Las Cortes Constitucionales son un elemento clave en las democracias (y particularmente las de Latinoamérica) pues nuestros sistemas políticos tienden a caer en las tentaciones autoritarias. En varias ocasiones fueron una pieza clave o la piedra en el zapato para ciertos planes políticos. Por ejemplo, cuándo Uribe quiso modificar la Constitución para quedarse un ratito más y la Corte lo impidió. Algo similar pasó en El Salvador pero sucedió lo opuesto.
Los juicios políticos son una herramienta institucional para evitar los quiebres institucionales (por ejemplo los golpes de estado). El objetivo, en teoría, es promover la estabilidad democrática de un país. Un ideal perfectamente legítimo.
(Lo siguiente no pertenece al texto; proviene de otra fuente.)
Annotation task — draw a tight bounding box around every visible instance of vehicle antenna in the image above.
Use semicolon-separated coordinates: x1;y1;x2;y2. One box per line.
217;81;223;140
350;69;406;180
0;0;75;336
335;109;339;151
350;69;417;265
El problema, creo yo, sucede cuándo detrás de eso se busca preservar el metro cuadrado de poder. En ese sentido, el resultado no será beneficioso en términos de estabilidad pues el presidente puede salir pero al día siguiente el mundo será el mismo. Pues no hay ningún tipo de acuerdo para conducir el país, salvo el de botar al ejecutivo.
En pocos días la Corte deberá justificar una posición trascendental para el país: procede o no el juicio político planteado por la oposición. Una decisión que, sin duda, cambiará el destino del país. Todo esto se desarrolla en un contexto particular: alta polarización y hostilidad por parte de todos los actores políticos. Los jueces deliberan en medio de amenazas y acusaciones. En este momento, son el árbitro de la política. Ya sabrán cómo la sociedad se comporta cuándo creemos que hay “malos arbitrajes”.La presión social, de lado y lado, no debería interceder en cómo actuarán los jueces.
Así cómo hay jueces en Berlín, confiemos en el buen criterio de las 9 mentes en cuyas manos está el futuro del país. El dictamen, cualquiera que sea, generará un revuelto social. Esto también es una lección para la sociedad: si creemos en la democracia debemos aprender a aceptar los resultados incluso si no nos favorecen. Al final, todos hablan de democracia pero pocos se creen el cuento.